La luz transforma cualquier estancia. Integrar iluminación decorativa y funcional en el salón no solo embellece, también mejora el confort y la manera de vivir el espacio. Desde el primer momento, conviene planificar la iluminación decorativa junto a la distribución de sofás y muebles para evitar sombras y deslumbramientos.
Empieza por la capa general. Un techo con focos empotrados o carriles discretos reparte la luz de forma homogénea. Regúlala con dimmers para adaptar la intensidad a cada momento. Después, suma la iluminación decorativa con lámparas colgantes sobre la mesa de centro o el comedor: crean puntos de interés y ayudan a zonificar sin tabiques.
Añade luz de tarea. En rincones de lectura o trabajo, una lámpara de pie orientable o un aplique articulado aporta precisión y evita fatiga visual. Para realzar la estantería, utiliza tiras LED continuas en baldas o trasera: es una iluminación decorativa que subraya texturas y objetos especiales.
Realza paredes y arte. Los bañadores de pared y focos dirigidos sobre cuadros o láminas añaden profundidad. Si tienes un mueble de televisión, integra una luz perimetral cálida para reducir el contraste con la pantalla. Esta iluminación decorativa hace el visionado más agradable y elegante.
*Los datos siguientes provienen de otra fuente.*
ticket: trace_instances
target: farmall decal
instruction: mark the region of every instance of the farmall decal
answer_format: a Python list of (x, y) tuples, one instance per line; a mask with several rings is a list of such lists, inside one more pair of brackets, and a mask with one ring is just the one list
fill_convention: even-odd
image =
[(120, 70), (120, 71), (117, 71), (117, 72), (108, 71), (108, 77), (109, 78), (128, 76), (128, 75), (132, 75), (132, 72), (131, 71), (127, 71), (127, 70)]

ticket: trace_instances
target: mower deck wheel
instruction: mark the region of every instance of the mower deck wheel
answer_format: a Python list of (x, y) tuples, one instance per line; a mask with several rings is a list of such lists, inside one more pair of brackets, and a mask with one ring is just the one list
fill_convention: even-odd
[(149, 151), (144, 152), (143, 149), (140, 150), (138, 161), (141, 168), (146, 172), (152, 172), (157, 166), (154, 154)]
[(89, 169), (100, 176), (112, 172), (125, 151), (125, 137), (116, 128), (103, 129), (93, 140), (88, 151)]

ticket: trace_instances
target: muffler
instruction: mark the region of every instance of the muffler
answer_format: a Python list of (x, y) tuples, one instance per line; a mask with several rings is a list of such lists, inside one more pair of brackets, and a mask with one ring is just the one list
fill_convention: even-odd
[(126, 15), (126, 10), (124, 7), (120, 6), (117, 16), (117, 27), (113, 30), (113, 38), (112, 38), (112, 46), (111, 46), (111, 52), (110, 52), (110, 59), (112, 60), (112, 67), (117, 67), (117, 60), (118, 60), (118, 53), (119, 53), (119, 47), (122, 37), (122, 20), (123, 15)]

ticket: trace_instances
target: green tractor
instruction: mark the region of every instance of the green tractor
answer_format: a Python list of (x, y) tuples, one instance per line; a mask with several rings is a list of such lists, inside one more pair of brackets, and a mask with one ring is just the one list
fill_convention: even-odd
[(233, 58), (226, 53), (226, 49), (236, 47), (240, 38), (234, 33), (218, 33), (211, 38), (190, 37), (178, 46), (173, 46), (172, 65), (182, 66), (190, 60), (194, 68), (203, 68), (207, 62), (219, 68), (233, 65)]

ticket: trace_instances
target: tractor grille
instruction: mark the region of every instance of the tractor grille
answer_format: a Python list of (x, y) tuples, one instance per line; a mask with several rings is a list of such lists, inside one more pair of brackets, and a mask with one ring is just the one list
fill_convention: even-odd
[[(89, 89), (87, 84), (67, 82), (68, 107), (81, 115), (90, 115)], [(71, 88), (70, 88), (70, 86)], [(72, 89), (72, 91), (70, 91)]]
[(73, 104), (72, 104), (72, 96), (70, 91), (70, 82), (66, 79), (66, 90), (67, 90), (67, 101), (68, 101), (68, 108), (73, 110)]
Cuida las temperaturas de color. En salones, la luz cálida (2700–3000 K) crea atmósferas acogedoras. Mezcla luminarias con CRI alto para respetar los colores reales de textiles y madera. Los controles inteligentes (escenas en un clic) te permiten pasar de “lectura” a “cine” o “reunión” sin complicaciones.
Por último, elige luminarias con carácter: piezas escultóricas, pantallas textiles o acabados metálicos que dialoguen con el interiorismo. Así, la iluminación decorativa deja de ser un accesorio y se convierte en parte del diseño.